Hydro-electric, probably not in this climate. What works for us in the UAE isn’t applicable, for example, in Denmark with its extensive wind resources. We’ve each got to solve our own problems. We’ve got an immense solar resource here, we’re blessed with that and with land, so solar has the potential to provide the bulk of the primary energy supply for the UAE.
We don’t have such a strong wind resource here, but Oman does. Maybe there’s potential for interconnections with Oman that could be mutually beneficial.
E&U Are you looking seriously at the GCCIA as a factor in your planning?
Smith Interconnections have a role to play. I mentioned the potential to tap into the wind resource in Oman. A GCCIA connection, or a dedicated connection with the UAE, could potentially make sense. It’s something we’re keen to look at.
E&U Is hydrogen a factor in long-term storage?
Smith The challenge we face here is demand in summer, that demand in August is double the demand in January. Is it cost-effective to produce hydrogen in the winter, store it, and burn it in a gas turbine in the summer?
I have seen no evidence that the economics of hydrogen for large-scale utility energy production makes any sense at all, given the current costs we see associated with hydrogen.
There may be applications where decarbonizing particular parts of the energy value chain make sense. But the utility sector is one of the last places where hydrogen looks like it’s going to make sense. Battery storage seems to be far closer to being in the money than hydrogen as an energy vector. Because that’s what it is, it isn’t a primary energy source per se.
The cost of producing hydrogen, and turning it into electricity, is relatively high, with the electrolysis required, and hydrogen is difficult to store for long periods of time, so there are all sorts of technical challenges that mitigate against hydrogen. The engineering and technical aspects of hydrogen don’t support it.
That’s not to say that in the future, that might not change. But I would still say that as the prices for hydrogen production fall, it’s still likely to be the case that decarbonizing utility-scale electricity production using hydrogen and burning hydrogen gas is likely to be one of the last things that make economic sense. There are other parts of the energy value chain that are likely to be more attractive from a cost perspective.
E&U So, the vector to watch is battery storage, and which technology will emerge?
Smith EWEC is technology neutral. I could be wrong. There could be a major breakthrough in terms of electrolysis technology, which means we are seeing hydrogen at $1/kg or less very quickly. If that’s the case, we will adopt it.
Our job is to manage the energy transition, achieve decarbonization objectives, and do so in the most efficient way.

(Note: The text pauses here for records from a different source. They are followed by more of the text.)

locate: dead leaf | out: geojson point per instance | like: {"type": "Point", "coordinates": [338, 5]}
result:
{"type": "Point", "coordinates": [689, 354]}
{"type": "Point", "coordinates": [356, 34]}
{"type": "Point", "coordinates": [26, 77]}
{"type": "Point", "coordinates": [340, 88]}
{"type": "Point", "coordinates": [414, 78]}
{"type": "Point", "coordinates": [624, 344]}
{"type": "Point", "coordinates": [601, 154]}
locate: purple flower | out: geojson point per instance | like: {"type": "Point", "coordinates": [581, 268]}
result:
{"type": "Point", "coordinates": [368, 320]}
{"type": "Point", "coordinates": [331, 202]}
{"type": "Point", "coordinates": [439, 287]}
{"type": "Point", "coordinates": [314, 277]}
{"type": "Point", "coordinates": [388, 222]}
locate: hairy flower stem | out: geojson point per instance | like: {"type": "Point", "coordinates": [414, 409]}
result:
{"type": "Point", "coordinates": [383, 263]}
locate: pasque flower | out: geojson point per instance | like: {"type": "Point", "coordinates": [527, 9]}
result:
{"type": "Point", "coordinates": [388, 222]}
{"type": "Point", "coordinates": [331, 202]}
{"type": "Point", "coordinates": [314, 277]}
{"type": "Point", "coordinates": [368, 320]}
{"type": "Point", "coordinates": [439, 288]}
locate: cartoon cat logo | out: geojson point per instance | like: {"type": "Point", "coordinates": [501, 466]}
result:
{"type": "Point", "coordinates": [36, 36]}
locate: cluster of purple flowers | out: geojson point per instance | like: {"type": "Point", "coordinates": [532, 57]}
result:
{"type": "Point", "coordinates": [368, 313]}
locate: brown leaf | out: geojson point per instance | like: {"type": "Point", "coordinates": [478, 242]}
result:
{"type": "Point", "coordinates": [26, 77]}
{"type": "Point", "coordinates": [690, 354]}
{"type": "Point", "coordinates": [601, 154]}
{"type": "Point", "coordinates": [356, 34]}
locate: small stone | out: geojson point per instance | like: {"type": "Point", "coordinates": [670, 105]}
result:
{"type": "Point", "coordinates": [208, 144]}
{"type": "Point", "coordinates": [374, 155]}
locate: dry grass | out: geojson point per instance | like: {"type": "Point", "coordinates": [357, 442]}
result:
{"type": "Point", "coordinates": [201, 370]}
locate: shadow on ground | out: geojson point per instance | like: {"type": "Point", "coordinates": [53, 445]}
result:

Our objective is net-zero, not absolute zero, and there may be ways of getting there that retain some small proportion of natural gas as a backup, producing small amounts of energy but providing critical levels of system security such that it remains the most cost-effective way of achieving that.
Maybe those emissions will be accommodated with some form of off-setting mechanism. But we need to keep an open mind on what is the most efficient and effective way of decarbonizing as quickly as possible, at the lowest cost.
E&U So, we could still be working with gas-fired power in 2050?
Smith It’s a net-zero objective. What the actual solution looks like at this stage is unclear, and there are very few utilities anywhere globally that have an absolutely clear roadmap on what their generating portfolio is going to look like.
Our position is, at the moment, solar PV plus storage, at today’s prices, is pretty comparable with nuclear, albeit with a lower level of long-term reliability. That’s at today’s storage prices. But what are the storage prices in ten years going to look like?
Combining this with solar prices, with all the advances in perovskites and other solar technologies that we see in the pipeline, I think there is potential for significant price falls for renewables technologies plus storage. It looks like an exciting time.